Now let's see how to use TF-IDF in practice:

In [None]:
# Using TfidfVectorizer (similar to CountVectorizer)
from sklearn.feature_extraction.text import TfidfVectorizer

# Initialize TF-IDF vectorizer
vectorizer_tfidf = TfidfVectorizer(stop_words='english')

# Fit and transform the corpus
X_tfidf = vectorizer_tfidf.fit_transform(corpus)

# Get feature names
feature_names_tfidf = vectorizer_tfidf.get_feature_names_out()

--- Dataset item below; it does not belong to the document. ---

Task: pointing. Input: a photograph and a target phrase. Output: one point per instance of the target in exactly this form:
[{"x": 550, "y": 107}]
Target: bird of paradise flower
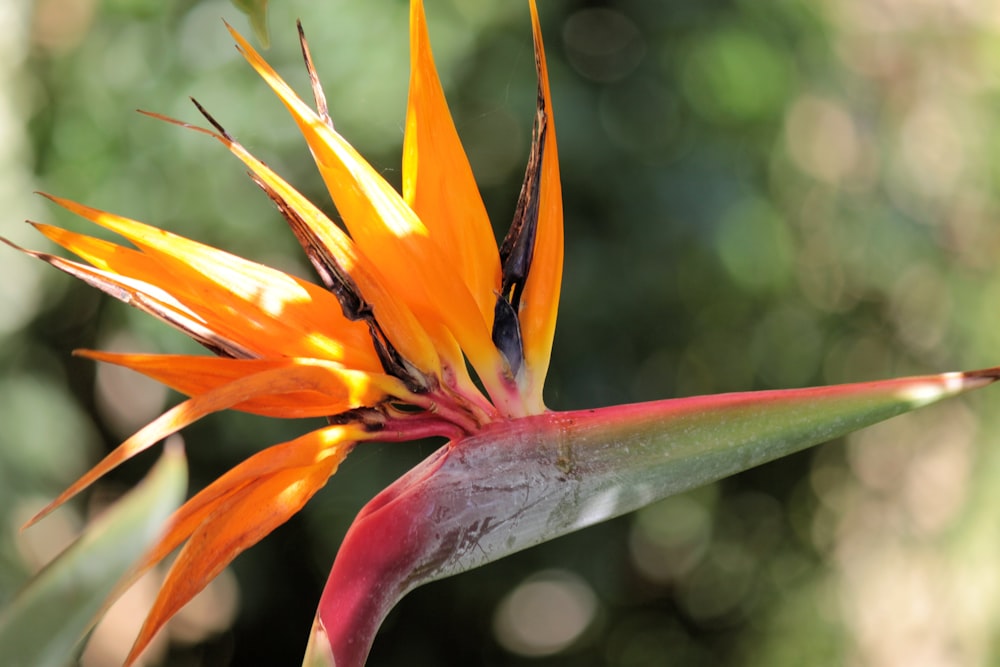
[{"x": 414, "y": 294}]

# Convert to DataFrame for readability
df_tfidf = pd.DataFrame(
    np.round(X_tfidf.toarray(), 3),  # Round to 3 decimal places
    columns=feature_names_tfidf
)

print("TF-IDF Representation:")
print("(Higher values = more distinctive/important words)")
df_tfidf

**What to look for:**

* Look at the column `server`. You will see counts like `1` or `2` for the computing sentences, and `0` for the food sentences.
* The matrix is **sparse** (mostly zeros), which is typical in NLP.

## Key Takeaways

- **Vectorization** is the process of converting text into numerical features that machine learning models can process.

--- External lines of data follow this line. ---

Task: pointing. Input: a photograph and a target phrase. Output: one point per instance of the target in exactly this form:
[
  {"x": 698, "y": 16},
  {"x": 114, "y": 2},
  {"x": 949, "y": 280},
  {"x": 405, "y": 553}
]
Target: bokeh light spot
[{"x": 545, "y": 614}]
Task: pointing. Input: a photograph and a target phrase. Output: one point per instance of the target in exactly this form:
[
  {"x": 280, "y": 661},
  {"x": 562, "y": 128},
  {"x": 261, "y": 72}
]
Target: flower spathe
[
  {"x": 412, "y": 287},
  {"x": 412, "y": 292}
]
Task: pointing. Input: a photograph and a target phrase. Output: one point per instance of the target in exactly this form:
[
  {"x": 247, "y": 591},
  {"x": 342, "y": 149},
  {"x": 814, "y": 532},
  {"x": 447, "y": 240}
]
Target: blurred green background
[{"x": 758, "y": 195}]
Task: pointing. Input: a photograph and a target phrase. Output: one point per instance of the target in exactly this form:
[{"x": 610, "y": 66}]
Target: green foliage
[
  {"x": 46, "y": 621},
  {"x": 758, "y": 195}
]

- **Tokenization** defines the smallest units of text processing (atoms) - tokens can be words, sub-words, characters, or bytes depending on the use case.

- **N-grams** are sequences of n tokens:
  - **Unigrams** (1-gram): Single tokens
  - **Bigrams** (2-gram): Pairs of consecutive tokens
  - **Trigrams** (3-gram): Triplets of consecutive tokens
  - N-grams capture word order and context

- **Bag of Words (BoW)** is a simple vectorization approach that counts word occurrences, ignoring word order.

- **TF-IDF (Term Frequency-Inverse Document Frequency)** weights words by their importance:
  - **TF**: How frequent a term is in a document
  - **IDF**: How rare/common a term is across the corpus
  - Terms frequent in a document but rare in the corpus get high weights

- **Scikit-learn vectorizers** (`CountVectorizer`, `TfidfVectorizer`) provide efficient, configurable text vectorization with support for:
  - N-gram extraction
  - Stop word removal
  - Vocabulary size limits
  - Custom tokenization

- **Sparse matrices** are essential for text data because:
  - Most documents contain only a small fraction of the vocabulary
  - Sparse representations save memory and computation
  - Most matrix elements are zeros

- Understanding vectorization is fundamental to building effective NLP pipelines and machine learning models for text data.